When the wrong person is in your life, there is no room for the right person to enter.

We all hold onto hope, and tend to "stick it out" when we know it's over. But, if you are clear about what you really want for yourself, you will see him for what he really is- a deterrant. Then it will be logical to move on and not look back. Good luck in reaching your goals!!!!

(2) R., May 9, 2004 12:00 AM

Why did you keep in touch?


I am sure it was very difficult to go through the separation, and I am sure it did hurt. I might be mistaken, but it would probably have been wiser had you avoided keeping in touch with him, even via e-mail. Once you have decided that you part ways, there should be no ambiguity in the relationship. No e-mails, no phone calls. Better start a new search for somebody who shares your goal and is able to committ. When it's over, it's over. All the best, whatever your choice will be...

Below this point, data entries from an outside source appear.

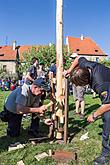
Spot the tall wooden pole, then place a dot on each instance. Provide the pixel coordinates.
(59, 55)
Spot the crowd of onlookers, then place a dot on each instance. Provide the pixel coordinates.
(10, 84)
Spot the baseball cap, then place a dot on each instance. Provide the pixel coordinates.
(74, 55)
(40, 82)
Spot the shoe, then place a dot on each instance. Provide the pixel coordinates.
(82, 116)
(102, 160)
(35, 134)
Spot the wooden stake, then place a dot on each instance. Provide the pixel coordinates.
(66, 108)
(59, 58)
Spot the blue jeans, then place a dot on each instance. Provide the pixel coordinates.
(14, 124)
(106, 134)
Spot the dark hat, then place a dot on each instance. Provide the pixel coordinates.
(74, 55)
(40, 82)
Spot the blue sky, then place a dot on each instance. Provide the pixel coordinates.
(33, 21)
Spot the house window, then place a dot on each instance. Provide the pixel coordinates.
(4, 67)
(97, 59)
(96, 50)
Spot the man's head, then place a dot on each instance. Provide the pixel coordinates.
(35, 61)
(39, 86)
(80, 77)
(73, 56)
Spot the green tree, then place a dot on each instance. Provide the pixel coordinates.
(106, 63)
(47, 54)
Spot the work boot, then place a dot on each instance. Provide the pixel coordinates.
(102, 160)
(81, 116)
(35, 134)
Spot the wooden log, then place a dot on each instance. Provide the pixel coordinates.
(66, 108)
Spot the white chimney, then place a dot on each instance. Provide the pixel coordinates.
(82, 37)
(14, 45)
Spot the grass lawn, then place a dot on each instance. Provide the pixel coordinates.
(87, 150)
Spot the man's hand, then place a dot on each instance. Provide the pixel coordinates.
(48, 121)
(42, 109)
(66, 73)
(90, 118)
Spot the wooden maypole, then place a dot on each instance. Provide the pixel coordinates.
(59, 62)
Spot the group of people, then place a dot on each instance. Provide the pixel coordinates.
(27, 99)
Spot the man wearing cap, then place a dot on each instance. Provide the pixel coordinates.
(23, 101)
(78, 93)
(32, 71)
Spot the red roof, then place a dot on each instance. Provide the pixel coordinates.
(7, 53)
(84, 46)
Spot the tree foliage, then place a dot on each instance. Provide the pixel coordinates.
(46, 54)
(106, 63)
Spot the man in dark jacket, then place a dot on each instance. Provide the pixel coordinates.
(23, 101)
(85, 72)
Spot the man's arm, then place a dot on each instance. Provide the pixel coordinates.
(73, 65)
(24, 110)
(29, 77)
(102, 109)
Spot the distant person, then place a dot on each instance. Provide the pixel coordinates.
(23, 101)
(84, 72)
(32, 71)
(41, 72)
(78, 93)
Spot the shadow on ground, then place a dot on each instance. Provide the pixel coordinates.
(77, 124)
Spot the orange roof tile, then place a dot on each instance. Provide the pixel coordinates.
(86, 46)
(7, 53)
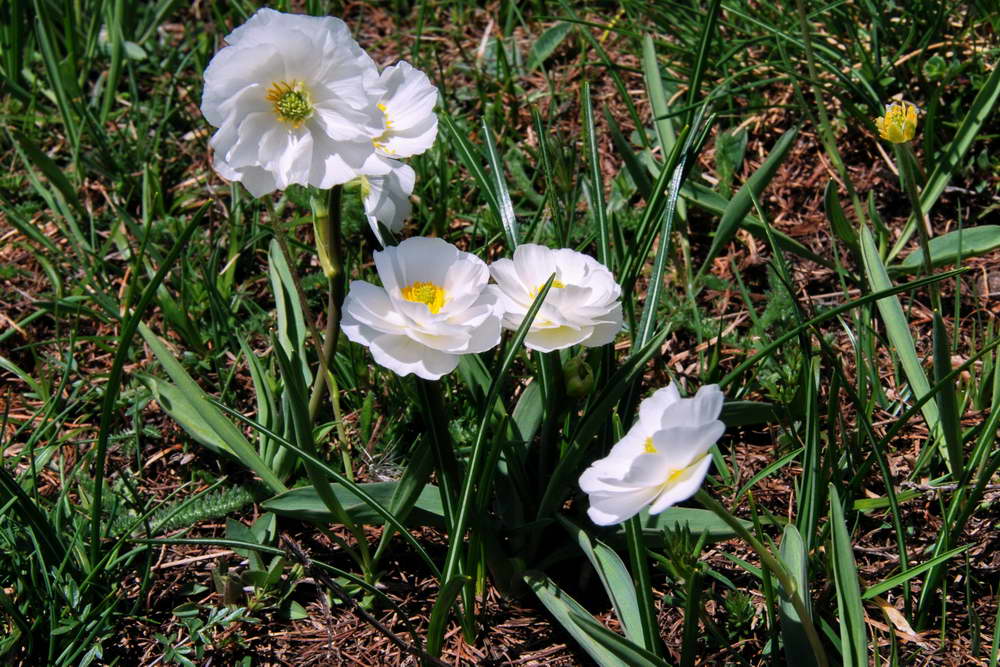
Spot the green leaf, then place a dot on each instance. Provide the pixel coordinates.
(951, 247)
(946, 165)
(304, 503)
(739, 206)
(569, 612)
(546, 44)
(614, 577)
(898, 330)
(842, 228)
(798, 650)
(853, 639)
(624, 650)
(698, 521)
(190, 407)
(711, 201)
(903, 577)
(743, 413)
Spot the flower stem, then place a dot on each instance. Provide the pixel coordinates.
(906, 161)
(827, 136)
(326, 224)
(643, 586)
(768, 560)
(550, 375)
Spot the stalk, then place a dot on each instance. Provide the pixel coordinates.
(906, 162)
(329, 248)
(643, 586)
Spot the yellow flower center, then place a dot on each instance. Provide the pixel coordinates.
(899, 123)
(427, 293)
(291, 102)
(556, 284)
(380, 142)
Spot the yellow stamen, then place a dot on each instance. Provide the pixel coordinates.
(899, 123)
(291, 102)
(427, 293)
(556, 284)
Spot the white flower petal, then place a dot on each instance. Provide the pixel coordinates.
(407, 326)
(403, 355)
(659, 467)
(322, 139)
(582, 306)
(683, 487)
(607, 509)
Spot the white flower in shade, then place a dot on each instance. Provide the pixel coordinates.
(583, 306)
(662, 460)
(408, 107)
(387, 197)
(432, 308)
(296, 101)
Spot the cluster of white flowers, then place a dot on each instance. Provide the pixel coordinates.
(298, 101)
(435, 304)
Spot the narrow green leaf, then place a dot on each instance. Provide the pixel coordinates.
(614, 577)
(853, 638)
(739, 206)
(903, 577)
(951, 247)
(185, 402)
(698, 521)
(945, 167)
(898, 330)
(947, 399)
(304, 503)
(568, 612)
(505, 208)
(596, 181)
(546, 44)
(624, 650)
(657, 98)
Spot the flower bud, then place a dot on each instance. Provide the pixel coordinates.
(579, 377)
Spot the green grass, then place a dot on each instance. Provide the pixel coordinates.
(154, 312)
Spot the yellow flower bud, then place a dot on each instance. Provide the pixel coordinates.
(579, 377)
(899, 123)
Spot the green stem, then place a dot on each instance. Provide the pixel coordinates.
(329, 248)
(771, 563)
(826, 133)
(435, 419)
(643, 586)
(906, 162)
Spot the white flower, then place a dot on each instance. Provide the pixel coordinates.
(296, 101)
(662, 460)
(432, 308)
(387, 198)
(582, 306)
(408, 106)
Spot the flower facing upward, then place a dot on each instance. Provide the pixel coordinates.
(661, 461)
(432, 308)
(296, 101)
(583, 306)
(899, 123)
(408, 110)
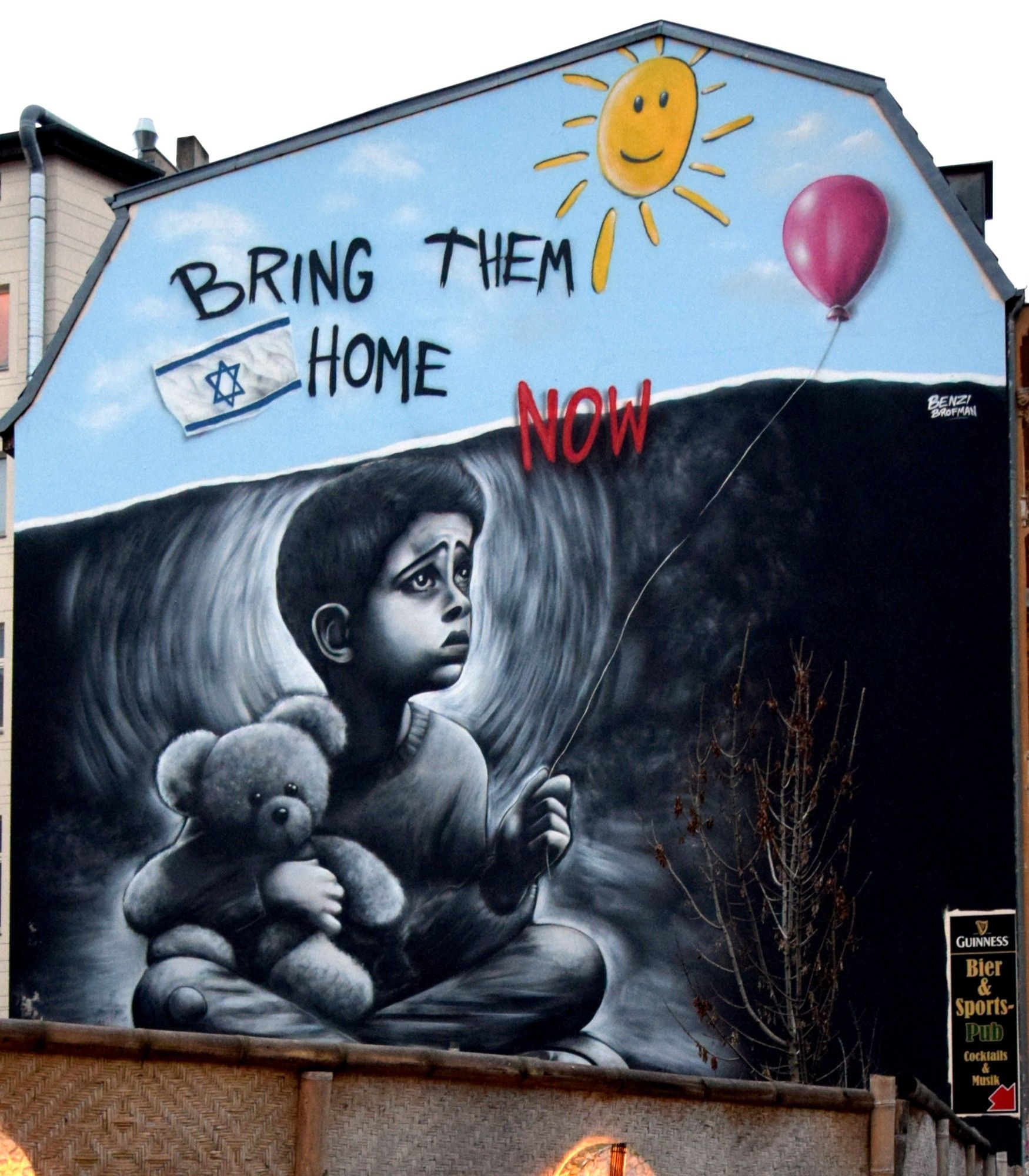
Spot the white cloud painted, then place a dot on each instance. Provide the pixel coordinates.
(153, 308)
(122, 389)
(810, 128)
(383, 162)
(864, 143)
(210, 220)
(407, 215)
(767, 278)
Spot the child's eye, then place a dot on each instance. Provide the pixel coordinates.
(422, 582)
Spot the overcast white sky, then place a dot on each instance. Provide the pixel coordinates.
(239, 76)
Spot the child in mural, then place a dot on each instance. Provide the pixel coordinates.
(373, 582)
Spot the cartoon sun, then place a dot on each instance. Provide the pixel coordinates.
(644, 133)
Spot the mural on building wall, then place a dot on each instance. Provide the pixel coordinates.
(363, 636)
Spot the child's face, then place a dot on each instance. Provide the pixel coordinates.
(415, 631)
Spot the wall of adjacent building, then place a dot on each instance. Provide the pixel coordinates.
(78, 222)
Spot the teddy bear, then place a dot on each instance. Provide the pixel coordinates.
(253, 799)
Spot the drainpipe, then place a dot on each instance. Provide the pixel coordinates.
(34, 117)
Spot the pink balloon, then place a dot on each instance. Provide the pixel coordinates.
(833, 237)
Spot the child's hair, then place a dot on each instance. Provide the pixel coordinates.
(336, 544)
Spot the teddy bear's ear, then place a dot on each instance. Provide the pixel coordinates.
(316, 716)
(181, 769)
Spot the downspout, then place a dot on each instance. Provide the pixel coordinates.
(32, 118)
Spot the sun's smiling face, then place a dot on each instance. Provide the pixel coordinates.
(644, 132)
(646, 126)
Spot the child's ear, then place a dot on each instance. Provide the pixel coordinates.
(181, 770)
(318, 718)
(331, 626)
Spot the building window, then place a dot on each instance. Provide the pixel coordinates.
(5, 328)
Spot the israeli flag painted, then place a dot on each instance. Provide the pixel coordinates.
(231, 378)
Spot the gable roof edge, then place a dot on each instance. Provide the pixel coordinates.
(38, 378)
(820, 71)
(957, 212)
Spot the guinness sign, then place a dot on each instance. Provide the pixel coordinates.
(984, 1030)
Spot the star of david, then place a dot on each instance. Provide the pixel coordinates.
(236, 389)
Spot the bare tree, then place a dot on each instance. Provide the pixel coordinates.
(766, 843)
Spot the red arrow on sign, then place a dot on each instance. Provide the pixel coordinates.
(1004, 1099)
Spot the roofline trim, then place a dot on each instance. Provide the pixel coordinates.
(54, 349)
(850, 79)
(956, 210)
(866, 84)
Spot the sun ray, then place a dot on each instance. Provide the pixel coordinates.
(573, 157)
(573, 196)
(585, 81)
(727, 129)
(649, 223)
(696, 198)
(603, 253)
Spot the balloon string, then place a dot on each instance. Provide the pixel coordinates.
(690, 534)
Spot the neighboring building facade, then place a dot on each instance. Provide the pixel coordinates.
(82, 176)
(569, 325)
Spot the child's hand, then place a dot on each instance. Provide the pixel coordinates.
(536, 832)
(309, 890)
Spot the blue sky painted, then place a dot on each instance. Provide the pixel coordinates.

(1) Anonymous, May 9, 2004 12:00 AM

Give him another chance.

I am engaged to a great woman that I met over a year. Although I was divorced, I knew that I wanted to remarry and have more kids (I had 1 with my former wife). The first time we met, it seemed that we enjoyed each other's company, but the goals were different. After 4 1/2 months of not having any contact with her, she contacted me. After many serious converstations, we worked out our "baggage" from previous relationships. We realized that we wanted the same goals (marriage and family)in our relationship.

I recommend that before Naomi gives this guy a second chance, she should seriously communicate what she wants. If he can't be honest with you or doesn't tell you what you want to hear, then don't be sad that it's over, be happy that it happened. By giving my fiance a chance after a brief hiatus and communicating with her, I have found the best friend that I have always wanted in a relationship.